Exhibit 10.46.2
EXECUTION COPY
AMENDMENT XX. 0
XXXXXXXXX XX. 0 dated as of February 27, 2004, between BOWATER
INCORPORATED, a Delaware corporation (the "Company"), each of the Subsidiaries
of the Company from time to time designated as "Subsidiary Borrowers" pursuant
to the Credit Agreement (each, a "Subsidiary Borrower" and, together with the
Company, the "Borrowers") and the LENDERS party hereto.

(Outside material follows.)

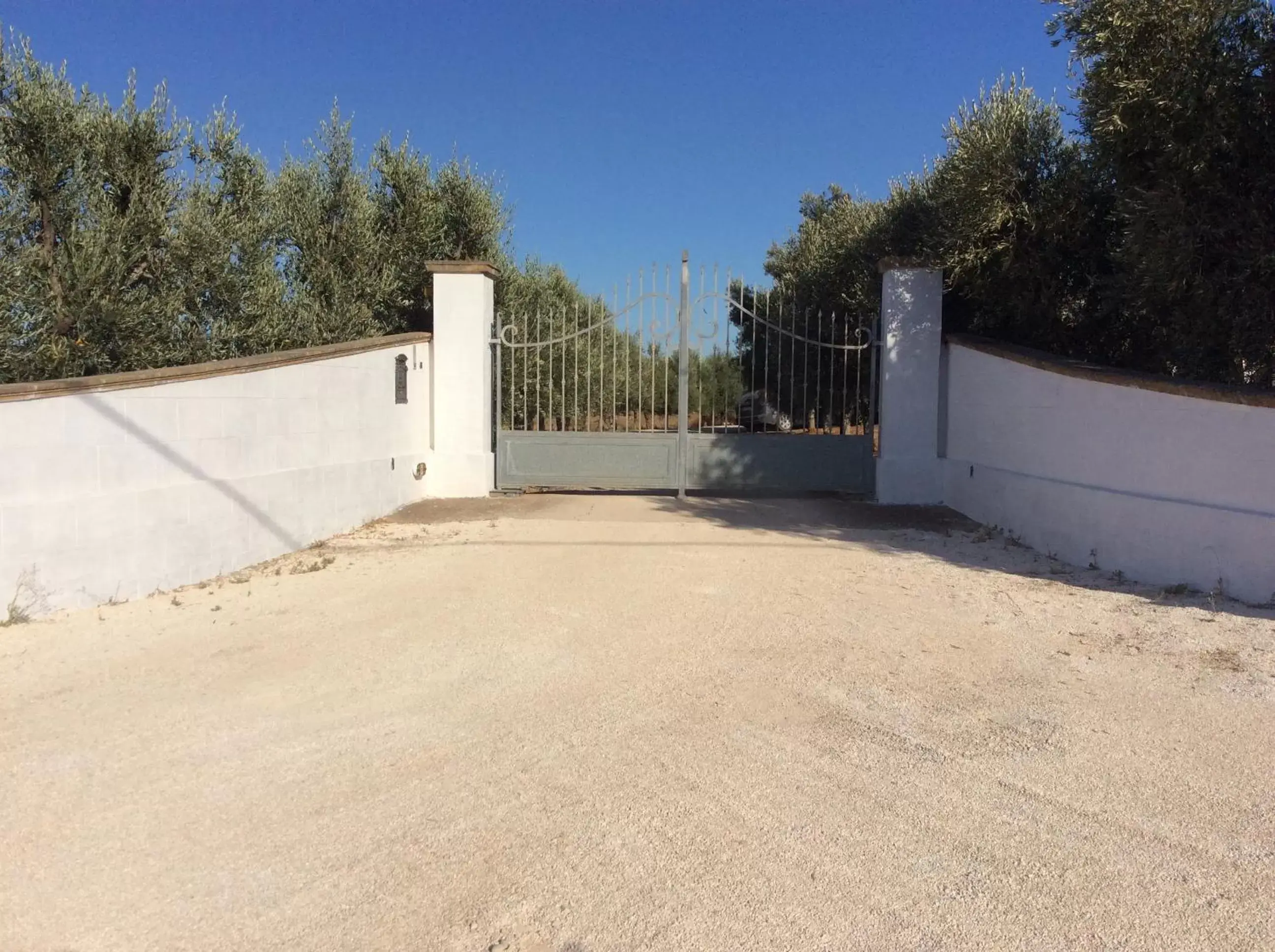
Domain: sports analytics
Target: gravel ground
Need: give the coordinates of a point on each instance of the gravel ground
(586, 723)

The Borrowers, certain lenders and JPMorgan Chase Bank, as
Administrative Agent, are parties to a Credit Agreement dated as of May 22, 2002
(as heretofore modified and supplemented and in effect on the date hereof, the
"Credit Agreement"), providing, subject to the terms and conditions thereof, for
loans and extensions of credit to be made by said Lenders to the Borrowers in an
aggregate principal or face amount not exceeding $800,000,000 at any one time
outstanding.
The Borrowers wish to amend the Credit Agreement in certain
respects. Accordingly, the parties hereto hereby agree as follows:
Section 1. Definitions. Except as otherwise defined in this
Amendment No. 2, terms defined in the Credit Agreement are used herein as
defined therein.
Section 2. Amendments. Subject to the satisfaction of the
conditions precedent specified in Section 4 below, but effective as of the date
hereof, the Credit Agreement shall be amended as follows:
2.01. References in the Credit Agreement (including references
to the Credit Agreement as amended hereby) to "this Agreement" (and indirect
references such as "hereunder", "hereby", "herein" and "hereof) shall be deemed
to be references to the Credit Agreement as amended hereby.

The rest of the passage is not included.